Yet – and here is where history matters – how much was Pakistan a victim of the U.S. Cold War against the Soviet Union and how much did it turn it to its advantage?  It might have been possible during the jihad against the Soviets for Pakistan to support Afghan nationalist insurgents with U.S. and Saudi money – Pakistan controlled the way these funds were spent. The Pakistan army chose to stress Islamist militancy over Pashtun nationalist militancy in part because it has always  been afraid of Pashtun  nationalism on its side of the border. By stressing Islamist over nationalist/ethnic militancy, the  Pakistan army opted for what to a military mind was the best way to protect the integrity and unity of Pakistan.  (This was also obvious in some ways for an army which had lost East Pakistan to ethnic nationalism in the 1971 war which led to the creation of Bangladesh.) -

In many ways, that mindset continues.

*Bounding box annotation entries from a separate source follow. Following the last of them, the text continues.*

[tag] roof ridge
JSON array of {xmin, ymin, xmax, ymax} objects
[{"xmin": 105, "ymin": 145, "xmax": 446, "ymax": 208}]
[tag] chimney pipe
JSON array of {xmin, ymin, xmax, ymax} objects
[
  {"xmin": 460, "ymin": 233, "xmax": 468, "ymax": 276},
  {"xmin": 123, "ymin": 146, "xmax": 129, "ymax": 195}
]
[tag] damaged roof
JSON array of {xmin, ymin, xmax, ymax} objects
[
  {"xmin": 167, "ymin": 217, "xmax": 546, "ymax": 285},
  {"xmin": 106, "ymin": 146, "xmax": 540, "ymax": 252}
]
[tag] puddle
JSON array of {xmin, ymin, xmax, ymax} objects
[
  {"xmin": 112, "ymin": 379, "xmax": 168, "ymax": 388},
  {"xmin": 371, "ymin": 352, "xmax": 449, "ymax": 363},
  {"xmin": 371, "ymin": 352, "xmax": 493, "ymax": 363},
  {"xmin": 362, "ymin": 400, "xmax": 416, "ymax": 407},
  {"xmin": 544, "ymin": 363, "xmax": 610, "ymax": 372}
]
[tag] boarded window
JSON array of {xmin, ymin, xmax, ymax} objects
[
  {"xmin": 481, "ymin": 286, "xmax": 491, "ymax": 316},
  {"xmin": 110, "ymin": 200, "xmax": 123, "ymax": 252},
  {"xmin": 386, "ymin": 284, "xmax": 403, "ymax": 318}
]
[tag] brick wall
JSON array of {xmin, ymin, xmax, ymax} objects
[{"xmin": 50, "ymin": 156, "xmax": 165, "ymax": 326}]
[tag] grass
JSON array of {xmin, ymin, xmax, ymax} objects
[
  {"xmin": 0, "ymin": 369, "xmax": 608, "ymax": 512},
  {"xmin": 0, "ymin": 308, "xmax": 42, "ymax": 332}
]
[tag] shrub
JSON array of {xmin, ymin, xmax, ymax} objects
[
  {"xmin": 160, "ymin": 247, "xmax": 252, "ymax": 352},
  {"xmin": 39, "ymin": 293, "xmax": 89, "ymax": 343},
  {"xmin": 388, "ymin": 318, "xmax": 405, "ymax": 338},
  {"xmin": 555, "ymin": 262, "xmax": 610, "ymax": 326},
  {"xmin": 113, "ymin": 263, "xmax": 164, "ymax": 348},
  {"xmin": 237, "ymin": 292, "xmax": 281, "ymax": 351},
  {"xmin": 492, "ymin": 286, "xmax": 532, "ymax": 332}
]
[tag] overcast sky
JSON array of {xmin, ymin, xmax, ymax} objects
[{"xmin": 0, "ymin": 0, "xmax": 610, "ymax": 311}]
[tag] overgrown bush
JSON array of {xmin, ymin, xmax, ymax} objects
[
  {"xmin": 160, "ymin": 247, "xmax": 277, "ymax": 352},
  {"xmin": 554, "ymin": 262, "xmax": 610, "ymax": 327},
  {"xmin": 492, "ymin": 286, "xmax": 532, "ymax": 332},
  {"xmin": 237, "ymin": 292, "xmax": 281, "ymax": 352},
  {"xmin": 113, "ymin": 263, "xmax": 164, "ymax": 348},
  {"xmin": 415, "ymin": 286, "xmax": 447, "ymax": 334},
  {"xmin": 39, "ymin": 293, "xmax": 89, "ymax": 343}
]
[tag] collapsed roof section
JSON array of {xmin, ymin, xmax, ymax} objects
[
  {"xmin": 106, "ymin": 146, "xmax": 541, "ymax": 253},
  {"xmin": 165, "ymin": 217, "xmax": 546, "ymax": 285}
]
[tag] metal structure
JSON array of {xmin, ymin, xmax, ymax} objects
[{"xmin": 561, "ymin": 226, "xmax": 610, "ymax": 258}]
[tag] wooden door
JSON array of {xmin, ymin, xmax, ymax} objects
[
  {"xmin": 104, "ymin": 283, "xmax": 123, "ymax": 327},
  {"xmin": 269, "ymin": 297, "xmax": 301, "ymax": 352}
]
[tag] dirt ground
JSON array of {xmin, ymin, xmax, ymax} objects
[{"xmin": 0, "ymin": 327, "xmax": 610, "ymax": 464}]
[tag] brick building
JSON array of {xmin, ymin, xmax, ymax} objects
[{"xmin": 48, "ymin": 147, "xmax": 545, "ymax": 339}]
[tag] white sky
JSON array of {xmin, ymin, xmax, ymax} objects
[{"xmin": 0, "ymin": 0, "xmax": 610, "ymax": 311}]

Work out how far the Pakistan army is dependent on instrumentalising Islam in its security posture and you are a long way to understanding how big the gap is between the United States and Pakistan. 

The contestable reading of history matters also for how it is portrayed nowadays.  The story about Haqqani being entertained at the  White House is an old one. Yet it was revived recently in the Pakistani media with a photo purporting to show that encounter – which appeared in fact to involve a different person. Commenting on the alleged White House meeting, Pakistan’s ambassador to the United States Husain Haqqani said on Twitter that  the “fact remains neither Jalaluddin nor Sirajuddin Haqqani met Pres Reagan. Maulvi Khalis did.”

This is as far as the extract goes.